蛋白酶体介导的底物降解:单分子动力学分析
Substrate degradation by the proteasome: a single-molecule kinetic analysis.
作者信息
Lu Ying, Lee Byung-hoon, King Randall W, Finley Daniel, Kirschner Marc W
机构信息
Department of Systems Biology, Harvard Medical School, 200 Longwood Avenue, Boston, MA 02115, USA.
Department of Cell Biology, Harvard Medical School, 240 Longwood Avenue, Boston, MA 02115, USA.
出版信息
Science. 2015 Apr 10;348(6231):1250834. doi: 10.1126/science.1250834.
Abstract
To address how the configuration of conjugated ubiquitins determines the recognition of substrates by the proteasome, we analyzed the degradation kinetics of substrates with chemically defined ubiquitin configurations. Contrary to the view that a tetraubiquitin chain is the minimal signal for efficient degradation, we find that distributing the ubiquitins as diubiquitin chains provides a more efficient signal.
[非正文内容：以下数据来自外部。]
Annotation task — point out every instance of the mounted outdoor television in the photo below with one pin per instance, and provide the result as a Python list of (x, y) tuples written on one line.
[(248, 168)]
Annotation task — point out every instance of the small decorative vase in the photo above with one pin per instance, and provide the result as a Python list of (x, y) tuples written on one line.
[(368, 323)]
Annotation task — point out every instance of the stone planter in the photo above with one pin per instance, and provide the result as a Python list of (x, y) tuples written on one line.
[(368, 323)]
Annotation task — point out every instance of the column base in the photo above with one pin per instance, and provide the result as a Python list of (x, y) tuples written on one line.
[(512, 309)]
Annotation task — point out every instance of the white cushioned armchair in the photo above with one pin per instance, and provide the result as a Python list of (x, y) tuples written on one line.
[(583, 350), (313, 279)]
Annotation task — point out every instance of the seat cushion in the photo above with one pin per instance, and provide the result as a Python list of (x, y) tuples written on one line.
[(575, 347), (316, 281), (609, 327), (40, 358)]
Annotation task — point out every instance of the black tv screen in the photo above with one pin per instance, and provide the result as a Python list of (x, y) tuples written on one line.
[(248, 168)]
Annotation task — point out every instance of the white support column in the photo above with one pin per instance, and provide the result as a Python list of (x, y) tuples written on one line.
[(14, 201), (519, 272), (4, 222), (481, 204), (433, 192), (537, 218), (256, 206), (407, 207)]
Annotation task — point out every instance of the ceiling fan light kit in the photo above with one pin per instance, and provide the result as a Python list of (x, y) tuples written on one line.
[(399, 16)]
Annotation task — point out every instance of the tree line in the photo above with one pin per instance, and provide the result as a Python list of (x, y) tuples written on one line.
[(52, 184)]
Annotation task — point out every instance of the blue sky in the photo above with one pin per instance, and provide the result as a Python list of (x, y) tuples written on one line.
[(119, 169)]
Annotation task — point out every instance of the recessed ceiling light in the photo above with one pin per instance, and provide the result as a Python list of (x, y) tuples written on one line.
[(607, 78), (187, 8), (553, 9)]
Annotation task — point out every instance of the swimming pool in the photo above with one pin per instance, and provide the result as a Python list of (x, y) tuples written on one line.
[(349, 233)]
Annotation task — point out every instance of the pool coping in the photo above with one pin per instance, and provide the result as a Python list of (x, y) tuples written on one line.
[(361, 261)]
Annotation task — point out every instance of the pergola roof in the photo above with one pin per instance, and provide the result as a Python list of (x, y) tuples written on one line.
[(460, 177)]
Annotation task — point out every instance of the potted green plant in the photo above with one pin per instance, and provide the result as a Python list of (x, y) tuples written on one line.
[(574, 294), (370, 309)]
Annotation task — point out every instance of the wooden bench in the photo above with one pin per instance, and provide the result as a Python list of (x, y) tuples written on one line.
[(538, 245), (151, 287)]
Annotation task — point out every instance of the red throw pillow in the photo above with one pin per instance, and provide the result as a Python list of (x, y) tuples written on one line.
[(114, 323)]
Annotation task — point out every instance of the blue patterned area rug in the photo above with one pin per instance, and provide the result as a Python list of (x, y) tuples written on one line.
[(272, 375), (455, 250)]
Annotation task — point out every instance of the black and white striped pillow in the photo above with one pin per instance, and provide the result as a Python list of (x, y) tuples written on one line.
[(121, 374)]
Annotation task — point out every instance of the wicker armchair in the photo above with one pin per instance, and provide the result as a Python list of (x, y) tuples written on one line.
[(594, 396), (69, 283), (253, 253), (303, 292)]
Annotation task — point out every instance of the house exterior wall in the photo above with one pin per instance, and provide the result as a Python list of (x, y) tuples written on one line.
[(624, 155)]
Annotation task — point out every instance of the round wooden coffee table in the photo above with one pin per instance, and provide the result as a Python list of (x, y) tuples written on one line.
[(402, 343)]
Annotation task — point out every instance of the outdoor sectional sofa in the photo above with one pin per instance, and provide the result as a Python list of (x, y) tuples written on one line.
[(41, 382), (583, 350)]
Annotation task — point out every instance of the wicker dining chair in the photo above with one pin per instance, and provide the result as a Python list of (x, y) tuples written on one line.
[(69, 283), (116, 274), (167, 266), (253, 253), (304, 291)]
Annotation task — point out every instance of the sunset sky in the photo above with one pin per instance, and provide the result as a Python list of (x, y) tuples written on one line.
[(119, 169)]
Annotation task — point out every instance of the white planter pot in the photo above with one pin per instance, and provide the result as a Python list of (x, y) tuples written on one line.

To understand how the proteasome actually discriminates among ubiquitin configurations, we developed single-molecule assays that distinguished intermediate steps of degradation kinetically. The level of ubiquitin on a substrate drives proteasome-substrate interaction, whereas the chain structure of ubiquitin affects translocation into the axial channel on the proteasome. Together these two features largely determine the susceptibility of substrates for proteasomal degradation.
摘要
为了研究共轭泛素的构型如何决定蛋白酶体对底物的识别,我们分析了具有化学定义泛素构型的底物的降解动力学。与认为四聚泛素链是有效降解的最小信号的观点相反,我们发现将泛素分布为双聚泛素链提供了更有效的信号。为了理解蛋白酶体实际上如何区分泛素构型,我们开发了单分子检测方法,从动力学上区分降解的中间步骤。底物上泛素的水平驱动蛋白酶体与底物的相互作用,而泛素的链结构影响其向蛋白酶体轴向通道的转运。这两个特征共同在很大程度上决定了底物对蛋白酶体降解的敏感性。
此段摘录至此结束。